Kampala — PROSSY Nalubwama was under siege. Her belongings were in ruins after the floods poured into the house as she slept. She held on to a floating empty jerrycan until she was rescued.
Her ordeal is not strange to the neighbours. They know that her house is one of those that are worst hit by floods.
This scene in Kalerwe is common in Kampala's suburbs, which are prone to floods. As the rainy season approaches, the tenants shift to escape the menacing floods. New unsuspecting tenants usually replace them in the dry season.
More than half a million people in Kampala, especially the low-income earners, have been suffering quietly as a result of floods.
"We know about the plight of the people, but it is their fault," says Robert Wabunoha, a senior environmental lawyer of the National Environment Management Authority (NEMA).
Wabunoha says many people in Kampala have over the years built houses in the valleys where water naturally flows. Because the water has nowhere else to go, it floods people's homes.
Wabunoha says government has come up with new environmental laws to protect the ecologically sensitive areas such as wetlands.
As the wetlands, which used to hold enormous quantities of water become no more, the city has begun witnessing a catastrophe.
"It is becoming a routine to lose lives when floods hit the city," says Paul Mafabi, the assistant commissioner in charge of wetlands in the Ministry of Water, Lands and Environment.
Mafabi says most wetlands in Kampala have been cleared for human settlement and industries.

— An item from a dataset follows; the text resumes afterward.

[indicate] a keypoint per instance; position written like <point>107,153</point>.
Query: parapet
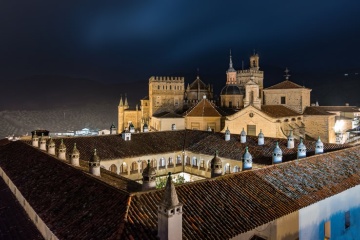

In a recent tour organised by Shelter and Settlements, an NGO, the low-lying Kifumbira slum that separates Mulago hill from Bukoto was found to have countless pools of water. The pools provide a breeding ground for mosquitoes and create a dirty environment that favours cholera. The area suffered most from past cholera outbreaks.
This is because the latrines are built above water streams. During rains the area residents usually open a hole to release faeces from the latrines. The rain then washes away the faeces to streams, from where they fetch water.
However, not many people have access to toilet facilities. Some defecate in polythene bags, which they throw into the stream. This has earned buveera the name: "flying toilet."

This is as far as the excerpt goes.